Introducing our latest recruit!
Introducing DG Herring, our new associate editor and author of our first publication, ‘The Sheliand’.
David writes…
I have joined the editorial team at Dithering Chaps at a very exciting time for this fledgling indie publisher.
Last year, with Gena at the helm, we first published my own poem, ‘The Sheliand’. This was very much a suck-it-and-see and proof-of-principle affair, though, if I may say so myself, a rather stonking poem!
Then, we put out an inspirational collection by Simon Bowden. This created a light-bulb moment for us, where we suddenly saw Simon’s ‘Gifts of the Dark’ collection emerge from the much wider portfolio he had submitted. (We felt like Michelangelo visualising the Pietà in an unhewn block of marble at the Carrara quarry!)
This year, things have really picked up for us …
Anne Peterson charmed us with her bitter-sweet series of poems, ‘Going Home’, which traces Anne’s initial sense of dépaysement at moving to a country so different from her previous life and charts her growing familiarity with a warm-hearted people and their country rhythm.
Then, the name Dithering Chaps travelled to all four corners of the globe due to our involvement in running the Bournemouth Writing Festival’s ‘Lines in the Sand’ flash fiction and poetry competition. We received many hundreds of entries and it was a buzz to see writing from the USA, Australia, Saudi Arabia, Luxembourg, Korea and Azerbaijan… as well as from local writers here in Dorset.
Dithering Chaps was responsible for the first judging sift of competition entries and produced the long-list from which winners were chosen by our two named judges, Dr Natalie Scott and Charlotte Fodor.
STOP PRESS - we are proud to announce that we have now published the print version of our ‘Lines in the Sand’ anthology. You can buy it here...

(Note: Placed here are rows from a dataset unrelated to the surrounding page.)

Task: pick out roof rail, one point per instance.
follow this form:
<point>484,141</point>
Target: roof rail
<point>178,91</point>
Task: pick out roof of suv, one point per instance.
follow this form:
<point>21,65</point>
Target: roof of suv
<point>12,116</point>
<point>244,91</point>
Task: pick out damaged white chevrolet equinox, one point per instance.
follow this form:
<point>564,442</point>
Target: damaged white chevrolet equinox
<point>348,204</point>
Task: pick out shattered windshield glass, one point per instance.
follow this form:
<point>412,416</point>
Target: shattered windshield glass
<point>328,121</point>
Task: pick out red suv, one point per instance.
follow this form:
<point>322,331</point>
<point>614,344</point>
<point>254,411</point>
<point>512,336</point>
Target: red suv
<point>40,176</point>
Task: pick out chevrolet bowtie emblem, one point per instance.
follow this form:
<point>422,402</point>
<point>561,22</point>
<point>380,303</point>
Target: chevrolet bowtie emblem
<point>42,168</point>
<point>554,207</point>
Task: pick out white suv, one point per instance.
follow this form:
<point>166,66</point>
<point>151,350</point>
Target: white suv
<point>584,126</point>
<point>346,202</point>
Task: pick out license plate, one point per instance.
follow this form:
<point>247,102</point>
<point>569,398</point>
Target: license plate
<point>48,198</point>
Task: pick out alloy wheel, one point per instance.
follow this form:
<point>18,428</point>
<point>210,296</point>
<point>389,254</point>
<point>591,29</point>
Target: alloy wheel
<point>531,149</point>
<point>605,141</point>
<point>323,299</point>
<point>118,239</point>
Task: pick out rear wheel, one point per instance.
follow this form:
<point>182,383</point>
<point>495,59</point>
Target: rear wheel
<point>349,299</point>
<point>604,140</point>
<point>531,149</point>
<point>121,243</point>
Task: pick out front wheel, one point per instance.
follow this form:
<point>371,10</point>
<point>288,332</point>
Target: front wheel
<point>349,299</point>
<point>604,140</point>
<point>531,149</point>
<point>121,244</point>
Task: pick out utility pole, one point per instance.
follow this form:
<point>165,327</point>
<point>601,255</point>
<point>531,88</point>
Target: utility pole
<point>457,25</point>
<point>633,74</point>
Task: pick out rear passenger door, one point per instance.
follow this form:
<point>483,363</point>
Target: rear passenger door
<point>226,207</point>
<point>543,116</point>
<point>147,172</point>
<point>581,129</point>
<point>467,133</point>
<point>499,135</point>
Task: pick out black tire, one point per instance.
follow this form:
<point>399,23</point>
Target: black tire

For me personally, the judging sift process gave me the confidence that, like Gena, I have the eye and the poetic ear required to be a perceptive and sensitive reader of others’ work. At times, such was the quality of many entries, we felt like Ezra Pound discovering TS Eliot for the first time. (Sadly, like him, being an editor also means striking through pages of writing that just don’t work...)
As a result, I am honoured to call myself Associate Editor of Dithering Chaps.
It’s been a baptism of fire as my first job has been to receive ten-page samples from all forty ‘Lines in the Sand’ competition winners, one of whom will be published in their own chapbook later this year. I’ll be giving Gena a shortlist of the half a dozen writers I am most captivated by.
This is a difficult task given the quality of this pool of writers. Dithering Chaps don’t want to go down in history as the publisher who rejected the next James Joyce. Perhaps one of our key attributes will save us.
Lots of dithering…
David performed at Bourn Jammy (part of the Bournemouth Writing Festival’s 2024 offering) and has poems forthcoming this year in The Salzburg Review, Orbis and Stand Magazine.